Nestling in the valley below Whiteway Hill,
There stands a village where time’s been standing still.
The villagers of Tyneham, they very well remember
The year of ’43 and that bitterly cold November.

The villagers went about their usual daily chores,
Oblivious to letters which headed to their doors.
To sell their homes, the folk found they had zero choice;
Against the government War Office, folk had zero voice.

The land, it was purchased for British Army training.
Within a single month, not a soul was left remaining.
Upon the church door, there was pinned a note –
Here is the gist of what somebody wrote:

“Please treat the houses and church with due care.
A flattened village, us folk really couldn’t bear.
We’re all really hoping to return home one day.
Please look after our village while we are away.’
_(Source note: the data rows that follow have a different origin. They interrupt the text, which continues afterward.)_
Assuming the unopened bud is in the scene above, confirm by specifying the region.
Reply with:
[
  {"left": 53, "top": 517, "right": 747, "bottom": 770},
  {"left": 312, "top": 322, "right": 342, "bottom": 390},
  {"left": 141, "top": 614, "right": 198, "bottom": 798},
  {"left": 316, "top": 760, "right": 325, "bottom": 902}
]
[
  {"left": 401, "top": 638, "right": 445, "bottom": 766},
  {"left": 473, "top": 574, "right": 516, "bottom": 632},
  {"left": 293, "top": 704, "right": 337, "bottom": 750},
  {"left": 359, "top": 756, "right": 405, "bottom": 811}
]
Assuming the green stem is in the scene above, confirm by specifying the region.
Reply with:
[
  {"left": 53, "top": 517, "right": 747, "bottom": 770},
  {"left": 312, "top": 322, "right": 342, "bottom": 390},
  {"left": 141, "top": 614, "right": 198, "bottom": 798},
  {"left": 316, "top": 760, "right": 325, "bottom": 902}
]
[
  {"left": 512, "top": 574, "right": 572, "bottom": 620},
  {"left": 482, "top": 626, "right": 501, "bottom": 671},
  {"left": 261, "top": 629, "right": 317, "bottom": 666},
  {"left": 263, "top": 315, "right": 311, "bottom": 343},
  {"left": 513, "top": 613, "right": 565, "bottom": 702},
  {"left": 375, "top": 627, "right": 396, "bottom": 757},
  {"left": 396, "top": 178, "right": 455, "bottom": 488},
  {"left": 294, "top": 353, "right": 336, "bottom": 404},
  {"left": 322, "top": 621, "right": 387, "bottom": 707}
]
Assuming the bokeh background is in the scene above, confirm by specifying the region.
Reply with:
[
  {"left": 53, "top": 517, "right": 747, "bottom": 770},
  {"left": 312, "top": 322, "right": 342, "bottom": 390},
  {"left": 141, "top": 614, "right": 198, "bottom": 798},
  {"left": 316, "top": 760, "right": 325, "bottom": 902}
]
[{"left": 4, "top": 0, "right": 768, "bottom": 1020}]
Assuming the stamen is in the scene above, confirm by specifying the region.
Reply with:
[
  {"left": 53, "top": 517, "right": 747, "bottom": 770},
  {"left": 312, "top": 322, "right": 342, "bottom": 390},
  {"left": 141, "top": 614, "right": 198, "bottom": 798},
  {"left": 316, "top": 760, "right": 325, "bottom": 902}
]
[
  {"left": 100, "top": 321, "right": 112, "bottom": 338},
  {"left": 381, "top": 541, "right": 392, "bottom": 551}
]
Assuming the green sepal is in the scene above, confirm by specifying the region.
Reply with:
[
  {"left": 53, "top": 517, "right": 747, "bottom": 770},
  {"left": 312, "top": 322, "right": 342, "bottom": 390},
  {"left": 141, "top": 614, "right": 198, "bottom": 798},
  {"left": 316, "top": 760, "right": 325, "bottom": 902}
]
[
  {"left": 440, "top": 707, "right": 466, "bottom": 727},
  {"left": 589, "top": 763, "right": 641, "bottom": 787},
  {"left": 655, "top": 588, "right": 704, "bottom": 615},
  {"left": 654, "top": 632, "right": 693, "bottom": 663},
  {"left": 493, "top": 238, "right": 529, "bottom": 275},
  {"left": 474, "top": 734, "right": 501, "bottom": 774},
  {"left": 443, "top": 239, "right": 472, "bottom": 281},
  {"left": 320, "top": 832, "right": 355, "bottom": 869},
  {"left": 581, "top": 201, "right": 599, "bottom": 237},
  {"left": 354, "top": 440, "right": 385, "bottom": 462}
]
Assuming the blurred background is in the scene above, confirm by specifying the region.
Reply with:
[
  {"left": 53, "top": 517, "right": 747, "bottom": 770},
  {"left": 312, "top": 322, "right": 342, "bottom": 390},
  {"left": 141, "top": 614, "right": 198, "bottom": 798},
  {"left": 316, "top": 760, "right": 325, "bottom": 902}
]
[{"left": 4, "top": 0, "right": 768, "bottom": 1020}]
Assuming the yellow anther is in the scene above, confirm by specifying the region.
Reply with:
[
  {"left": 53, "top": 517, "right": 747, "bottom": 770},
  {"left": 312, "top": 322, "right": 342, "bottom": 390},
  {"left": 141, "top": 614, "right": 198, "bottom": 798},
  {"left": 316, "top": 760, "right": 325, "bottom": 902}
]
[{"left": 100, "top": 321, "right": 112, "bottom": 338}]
The last folk left their homes prior to Christmas ‘43 –
They’d hoped to return, but sadly that wasn’t to be.
With the enemy so near, some folk were relieved,
But, for their little village, many people grieved.
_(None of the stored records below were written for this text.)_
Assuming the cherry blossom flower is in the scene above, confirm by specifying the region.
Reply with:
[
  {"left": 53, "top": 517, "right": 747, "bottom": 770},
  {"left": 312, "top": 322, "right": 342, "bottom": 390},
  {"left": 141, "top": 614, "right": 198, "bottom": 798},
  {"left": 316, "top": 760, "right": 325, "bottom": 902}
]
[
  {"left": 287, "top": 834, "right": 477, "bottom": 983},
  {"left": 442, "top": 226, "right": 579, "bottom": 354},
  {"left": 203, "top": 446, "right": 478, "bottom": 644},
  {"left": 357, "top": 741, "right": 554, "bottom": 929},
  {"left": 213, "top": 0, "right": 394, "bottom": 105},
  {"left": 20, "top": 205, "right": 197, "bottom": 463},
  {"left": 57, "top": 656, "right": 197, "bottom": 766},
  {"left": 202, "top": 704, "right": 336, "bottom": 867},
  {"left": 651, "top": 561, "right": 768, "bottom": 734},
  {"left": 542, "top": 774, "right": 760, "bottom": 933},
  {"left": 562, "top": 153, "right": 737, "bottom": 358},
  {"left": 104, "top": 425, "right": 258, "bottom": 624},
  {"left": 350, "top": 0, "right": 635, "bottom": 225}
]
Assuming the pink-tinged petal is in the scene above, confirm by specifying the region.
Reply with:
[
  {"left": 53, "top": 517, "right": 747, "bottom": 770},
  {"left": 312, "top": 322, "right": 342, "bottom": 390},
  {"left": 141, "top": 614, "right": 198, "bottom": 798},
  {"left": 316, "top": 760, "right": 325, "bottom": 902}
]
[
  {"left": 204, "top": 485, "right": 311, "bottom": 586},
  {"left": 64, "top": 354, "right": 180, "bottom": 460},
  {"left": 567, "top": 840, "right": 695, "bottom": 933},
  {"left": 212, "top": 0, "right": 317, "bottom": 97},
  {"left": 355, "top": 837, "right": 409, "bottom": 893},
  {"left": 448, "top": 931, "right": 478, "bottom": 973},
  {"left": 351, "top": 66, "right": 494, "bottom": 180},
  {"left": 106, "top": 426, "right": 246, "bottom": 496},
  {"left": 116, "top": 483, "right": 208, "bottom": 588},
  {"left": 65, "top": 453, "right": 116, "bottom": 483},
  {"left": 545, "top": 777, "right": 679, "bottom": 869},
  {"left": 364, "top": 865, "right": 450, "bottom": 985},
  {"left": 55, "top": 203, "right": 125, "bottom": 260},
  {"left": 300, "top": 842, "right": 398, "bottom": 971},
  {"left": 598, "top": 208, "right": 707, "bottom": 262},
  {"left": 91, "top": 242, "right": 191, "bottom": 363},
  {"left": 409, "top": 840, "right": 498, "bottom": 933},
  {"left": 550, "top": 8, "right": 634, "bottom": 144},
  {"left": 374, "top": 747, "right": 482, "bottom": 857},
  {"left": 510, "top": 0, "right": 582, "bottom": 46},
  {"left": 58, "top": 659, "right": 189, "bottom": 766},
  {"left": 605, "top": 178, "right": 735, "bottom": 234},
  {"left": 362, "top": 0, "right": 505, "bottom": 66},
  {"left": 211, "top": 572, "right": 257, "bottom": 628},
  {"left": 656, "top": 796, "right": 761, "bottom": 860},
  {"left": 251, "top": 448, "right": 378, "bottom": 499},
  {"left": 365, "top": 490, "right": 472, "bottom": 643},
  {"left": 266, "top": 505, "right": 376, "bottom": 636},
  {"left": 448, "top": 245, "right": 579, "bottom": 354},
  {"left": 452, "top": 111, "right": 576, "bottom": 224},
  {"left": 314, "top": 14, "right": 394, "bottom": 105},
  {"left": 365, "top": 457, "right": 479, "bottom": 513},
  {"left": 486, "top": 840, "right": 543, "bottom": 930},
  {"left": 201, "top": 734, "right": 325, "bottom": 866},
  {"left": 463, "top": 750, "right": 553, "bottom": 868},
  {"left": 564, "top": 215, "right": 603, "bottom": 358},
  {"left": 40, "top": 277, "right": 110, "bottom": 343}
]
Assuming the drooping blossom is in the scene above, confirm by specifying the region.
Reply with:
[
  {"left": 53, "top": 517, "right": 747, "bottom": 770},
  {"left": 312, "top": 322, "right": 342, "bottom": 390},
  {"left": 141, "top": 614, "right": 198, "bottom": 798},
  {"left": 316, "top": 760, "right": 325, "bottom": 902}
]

Over two hundred folk found themselves displaced.
Of life in the village, there’s now such little trace.
The ravages of time have surely taken their toll;
Memories of residents, the village still beholds.

The church and the school, they still stand intact,
But, against the little houses, the odds were sadly stacked.
Upon school peg hooks, there are still pupils’ names,
And their work upon the desktops to this day remains.

In this small rural village on Dorset’s Jurassic coast,
There now only remains aged spirits and ghosts.
For the war effort, Tyneham played its part.
For our great nation, Tyneham gave its heart.